The Year 9 students experienced “an absolutely incredible 10 days of on Country learning”, said IGS Coordinator of Indigenous Partnerships Lucy Howard-Shibuya.
“The Traditional Owners in the homelands we visited were so generous in their sharing of Language, Culture and Knowledge.
“The kids made their own clapping sticks, hunted for and ate maku (witchetty grubs), and made traditional damper.
“They learnt some Pitjantjatjara Language and also some Northern Arrernte Language. They made bush medicine form plants sourced on Country and painted a Dreaming story.
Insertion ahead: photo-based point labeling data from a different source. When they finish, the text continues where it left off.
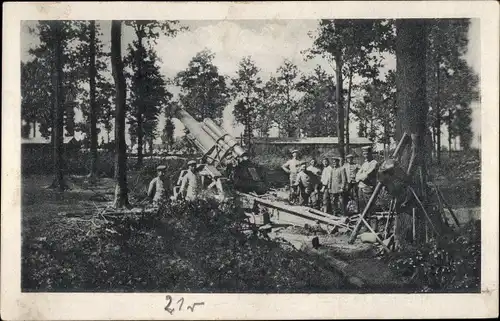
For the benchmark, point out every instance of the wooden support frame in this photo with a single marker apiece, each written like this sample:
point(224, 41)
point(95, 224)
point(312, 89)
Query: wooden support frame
point(402, 144)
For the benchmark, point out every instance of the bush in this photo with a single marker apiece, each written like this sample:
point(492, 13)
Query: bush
point(189, 246)
point(450, 265)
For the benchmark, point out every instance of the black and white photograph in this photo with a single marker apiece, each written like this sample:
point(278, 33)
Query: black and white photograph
point(251, 156)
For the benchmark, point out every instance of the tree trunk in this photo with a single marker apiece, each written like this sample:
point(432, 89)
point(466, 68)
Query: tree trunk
point(412, 114)
point(93, 104)
point(140, 106)
point(340, 107)
point(347, 148)
point(433, 128)
point(58, 127)
point(449, 132)
point(438, 113)
point(121, 191)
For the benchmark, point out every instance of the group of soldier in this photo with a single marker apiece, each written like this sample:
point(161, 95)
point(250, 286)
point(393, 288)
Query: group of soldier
point(160, 188)
point(334, 188)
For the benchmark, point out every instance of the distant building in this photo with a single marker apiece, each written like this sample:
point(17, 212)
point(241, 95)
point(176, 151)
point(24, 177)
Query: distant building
point(307, 145)
point(37, 153)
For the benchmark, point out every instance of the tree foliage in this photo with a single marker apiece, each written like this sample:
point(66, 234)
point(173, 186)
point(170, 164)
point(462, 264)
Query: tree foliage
point(204, 92)
point(318, 115)
point(246, 87)
point(283, 90)
point(147, 85)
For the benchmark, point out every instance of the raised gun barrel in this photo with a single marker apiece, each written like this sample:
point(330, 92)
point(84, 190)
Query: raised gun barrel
point(201, 139)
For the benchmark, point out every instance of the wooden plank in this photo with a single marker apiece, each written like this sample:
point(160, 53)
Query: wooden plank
point(297, 212)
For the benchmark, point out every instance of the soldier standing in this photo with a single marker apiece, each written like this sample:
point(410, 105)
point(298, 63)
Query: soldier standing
point(291, 167)
point(190, 185)
point(351, 169)
point(159, 188)
point(326, 176)
point(338, 184)
point(314, 173)
point(366, 177)
point(303, 184)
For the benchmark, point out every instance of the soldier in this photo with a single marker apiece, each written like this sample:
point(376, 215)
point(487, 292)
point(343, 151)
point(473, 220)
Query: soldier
point(159, 188)
point(190, 183)
point(303, 184)
point(314, 173)
point(291, 167)
point(326, 175)
point(351, 169)
point(337, 186)
point(366, 177)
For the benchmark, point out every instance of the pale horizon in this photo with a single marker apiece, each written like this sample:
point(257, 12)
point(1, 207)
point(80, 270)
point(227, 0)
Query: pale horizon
point(268, 42)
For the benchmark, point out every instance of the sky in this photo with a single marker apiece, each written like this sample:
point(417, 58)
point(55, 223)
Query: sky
point(268, 42)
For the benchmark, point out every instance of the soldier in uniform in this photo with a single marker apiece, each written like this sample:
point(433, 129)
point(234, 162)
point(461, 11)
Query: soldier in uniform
point(314, 173)
point(190, 182)
point(303, 184)
point(291, 167)
point(338, 184)
point(351, 169)
point(159, 188)
point(326, 175)
point(366, 177)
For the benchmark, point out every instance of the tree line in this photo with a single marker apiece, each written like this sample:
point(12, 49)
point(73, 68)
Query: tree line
point(69, 71)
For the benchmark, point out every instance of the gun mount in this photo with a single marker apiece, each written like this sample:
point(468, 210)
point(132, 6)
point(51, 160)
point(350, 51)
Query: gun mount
point(224, 160)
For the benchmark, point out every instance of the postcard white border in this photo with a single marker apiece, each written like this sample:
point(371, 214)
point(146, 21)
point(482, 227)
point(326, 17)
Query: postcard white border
point(29, 306)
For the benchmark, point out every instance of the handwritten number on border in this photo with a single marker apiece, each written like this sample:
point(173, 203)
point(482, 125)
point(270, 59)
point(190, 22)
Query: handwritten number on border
point(180, 303)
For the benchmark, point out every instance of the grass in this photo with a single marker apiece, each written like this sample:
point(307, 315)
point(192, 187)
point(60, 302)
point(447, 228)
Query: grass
point(194, 247)
point(187, 247)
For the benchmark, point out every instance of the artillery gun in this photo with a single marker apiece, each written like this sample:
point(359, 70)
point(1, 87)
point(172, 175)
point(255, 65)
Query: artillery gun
point(224, 161)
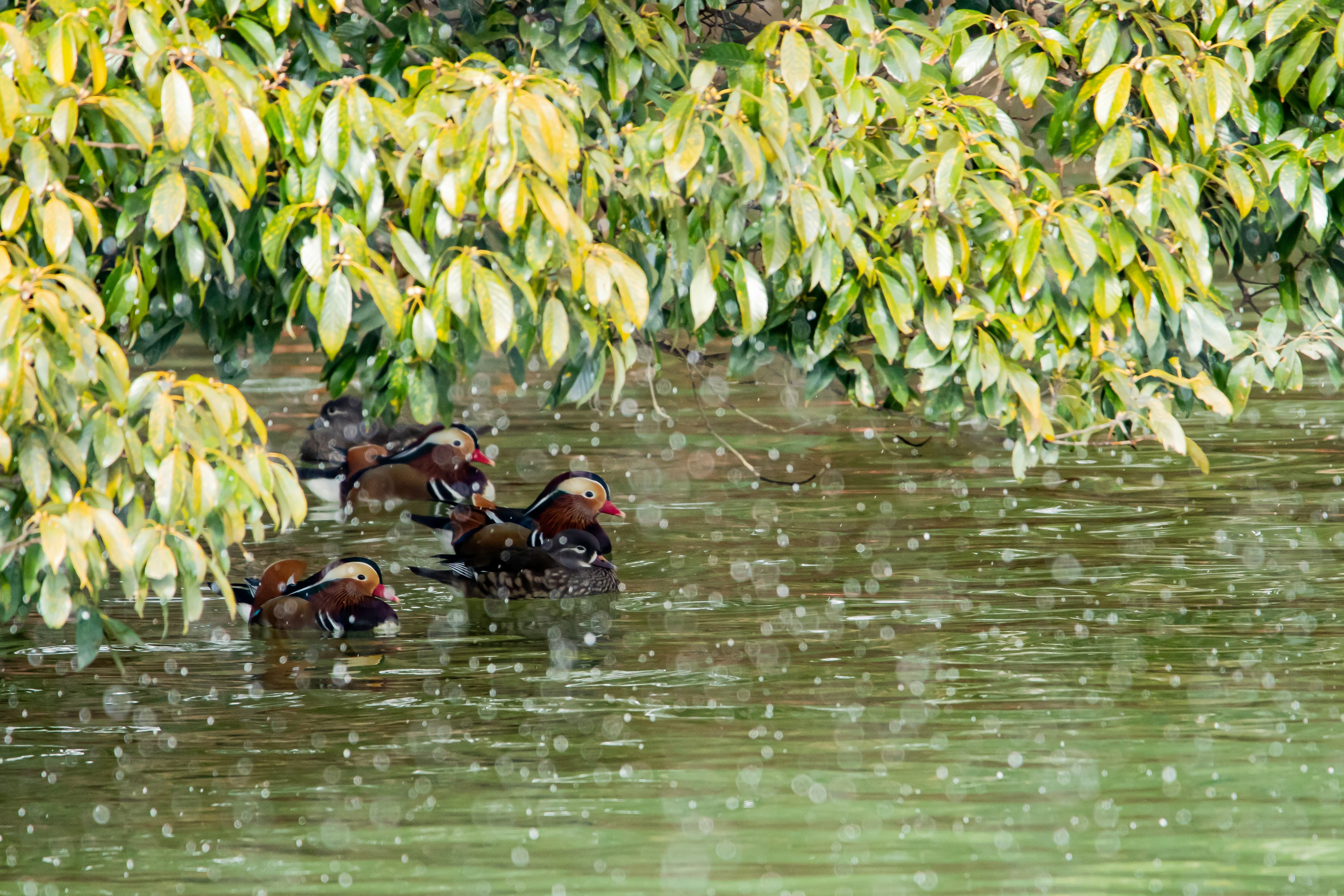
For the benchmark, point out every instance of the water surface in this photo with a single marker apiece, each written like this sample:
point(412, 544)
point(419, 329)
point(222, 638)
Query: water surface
point(909, 675)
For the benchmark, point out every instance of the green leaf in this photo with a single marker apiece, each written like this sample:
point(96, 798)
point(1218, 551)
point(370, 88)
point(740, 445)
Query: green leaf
point(937, 257)
point(937, 320)
point(338, 307)
point(176, 108)
point(1031, 78)
point(276, 236)
point(495, 306)
point(555, 331)
point(776, 241)
point(1083, 249)
point(1112, 96)
point(1240, 187)
point(386, 296)
point(1296, 62)
point(279, 14)
point(972, 59)
point(1284, 18)
point(753, 301)
point(412, 257)
point(135, 121)
point(259, 38)
point(1162, 103)
point(795, 62)
point(88, 636)
point(704, 296)
point(167, 203)
point(679, 163)
point(62, 54)
point(1101, 45)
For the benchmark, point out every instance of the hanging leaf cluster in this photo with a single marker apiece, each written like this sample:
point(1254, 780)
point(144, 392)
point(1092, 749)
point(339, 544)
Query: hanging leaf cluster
point(854, 187)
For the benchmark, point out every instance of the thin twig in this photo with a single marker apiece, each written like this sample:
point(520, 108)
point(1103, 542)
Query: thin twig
point(745, 463)
point(1124, 417)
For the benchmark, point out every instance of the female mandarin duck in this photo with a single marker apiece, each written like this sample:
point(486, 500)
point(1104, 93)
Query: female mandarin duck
point(342, 425)
point(436, 468)
point(569, 502)
point(566, 566)
point(346, 596)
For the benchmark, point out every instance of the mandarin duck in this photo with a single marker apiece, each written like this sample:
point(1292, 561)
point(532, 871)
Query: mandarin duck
point(346, 596)
point(569, 502)
point(436, 468)
point(565, 566)
point(342, 425)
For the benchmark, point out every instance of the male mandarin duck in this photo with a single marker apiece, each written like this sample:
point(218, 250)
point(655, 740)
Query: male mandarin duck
point(346, 596)
point(342, 425)
point(569, 502)
point(565, 566)
point(436, 468)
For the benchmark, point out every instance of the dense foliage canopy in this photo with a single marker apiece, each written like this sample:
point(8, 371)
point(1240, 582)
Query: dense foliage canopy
point(1040, 217)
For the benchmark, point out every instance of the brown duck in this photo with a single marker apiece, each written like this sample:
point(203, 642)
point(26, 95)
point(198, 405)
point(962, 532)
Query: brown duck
point(566, 566)
point(569, 502)
point(342, 425)
point(346, 596)
point(436, 468)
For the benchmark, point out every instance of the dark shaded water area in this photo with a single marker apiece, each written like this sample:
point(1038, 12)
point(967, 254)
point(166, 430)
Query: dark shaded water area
point(910, 675)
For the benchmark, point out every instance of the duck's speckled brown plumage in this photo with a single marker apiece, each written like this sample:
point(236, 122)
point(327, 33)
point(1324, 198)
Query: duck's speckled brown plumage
point(554, 511)
point(344, 597)
point(342, 425)
point(568, 566)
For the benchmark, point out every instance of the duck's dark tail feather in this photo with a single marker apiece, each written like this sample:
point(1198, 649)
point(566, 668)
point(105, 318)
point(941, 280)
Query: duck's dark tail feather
point(433, 522)
point(322, 472)
point(457, 574)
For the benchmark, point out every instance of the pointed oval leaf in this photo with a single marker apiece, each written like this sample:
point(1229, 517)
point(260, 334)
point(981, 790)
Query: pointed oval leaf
point(334, 322)
point(555, 331)
point(167, 203)
point(176, 108)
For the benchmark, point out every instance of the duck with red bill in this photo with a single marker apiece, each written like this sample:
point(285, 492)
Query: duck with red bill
point(347, 596)
point(436, 468)
point(570, 502)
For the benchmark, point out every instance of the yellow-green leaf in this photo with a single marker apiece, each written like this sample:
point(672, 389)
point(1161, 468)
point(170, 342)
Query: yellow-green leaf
point(753, 301)
point(15, 210)
point(555, 331)
point(167, 203)
point(496, 308)
point(1162, 103)
point(704, 295)
point(424, 334)
point(795, 62)
point(65, 121)
point(512, 205)
point(135, 121)
point(1112, 96)
point(678, 163)
point(937, 257)
point(334, 323)
point(61, 53)
point(178, 111)
point(1240, 187)
point(58, 229)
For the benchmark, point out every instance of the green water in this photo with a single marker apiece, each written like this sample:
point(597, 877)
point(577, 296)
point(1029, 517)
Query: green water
point(910, 675)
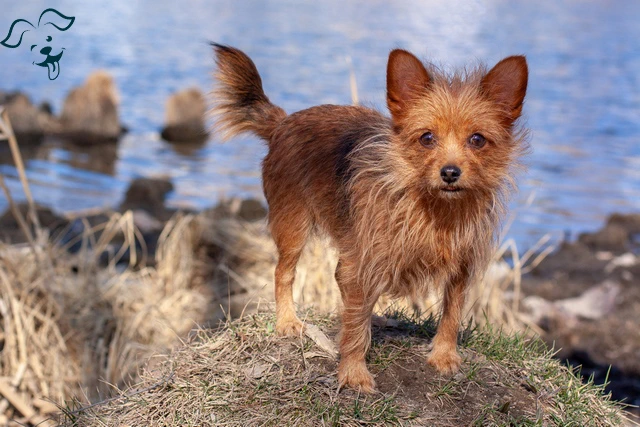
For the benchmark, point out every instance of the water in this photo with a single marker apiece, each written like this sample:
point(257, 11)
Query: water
point(583, 103)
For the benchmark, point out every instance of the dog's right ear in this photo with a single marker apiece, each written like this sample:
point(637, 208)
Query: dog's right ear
point(406, 78)
point(16, 31)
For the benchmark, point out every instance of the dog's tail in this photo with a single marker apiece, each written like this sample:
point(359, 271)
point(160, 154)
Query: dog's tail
point(240, 104)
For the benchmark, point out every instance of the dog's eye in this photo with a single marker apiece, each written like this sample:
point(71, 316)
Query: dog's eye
point(428, 139)
point(477, 140)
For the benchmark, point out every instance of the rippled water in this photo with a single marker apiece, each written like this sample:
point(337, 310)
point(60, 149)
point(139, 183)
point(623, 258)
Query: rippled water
point(583, 103)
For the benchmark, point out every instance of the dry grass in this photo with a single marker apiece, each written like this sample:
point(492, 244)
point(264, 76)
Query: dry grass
point(76, 330)
point(72, 327)
point(243, 374)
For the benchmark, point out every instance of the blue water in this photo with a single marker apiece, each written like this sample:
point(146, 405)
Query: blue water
point(583, 103)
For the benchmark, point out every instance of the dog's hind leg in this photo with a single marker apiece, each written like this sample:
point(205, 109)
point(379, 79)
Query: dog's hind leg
point(290, 230)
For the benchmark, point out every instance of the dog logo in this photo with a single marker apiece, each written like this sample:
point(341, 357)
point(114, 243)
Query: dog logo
point(44, 45)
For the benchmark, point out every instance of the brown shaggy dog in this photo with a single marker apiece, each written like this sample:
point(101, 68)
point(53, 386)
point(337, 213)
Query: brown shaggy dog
point(91, 110)
point(410, 202)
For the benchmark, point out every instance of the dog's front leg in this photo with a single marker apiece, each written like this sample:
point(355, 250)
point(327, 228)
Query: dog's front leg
point(444, 356)
point(355, 336)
“Incredibly, they were given skin names, including roles and responsibilities by the women of Ampwerre Homeland and then had the opportunity to work on helping to clean up sacred sites.
“Our students were, as always, wonderful willing participants and have had a life-changing and rich experience.”
For Head of Humanities David Miller, who accompanied one of the groups, there were many lasting impressions, including how cold it was once the sun went down, and the beauty of the landscape.
“It was quite a unique experience for the students,” David said. “They especially enjoyed meeting Traditional Owners who provided invaluable insights into the culture of the First Nations people of central Australia.”
He also enjoyed visiting Uluru, King’s Canyon and the homelands of Sandy Bore and Black Tank.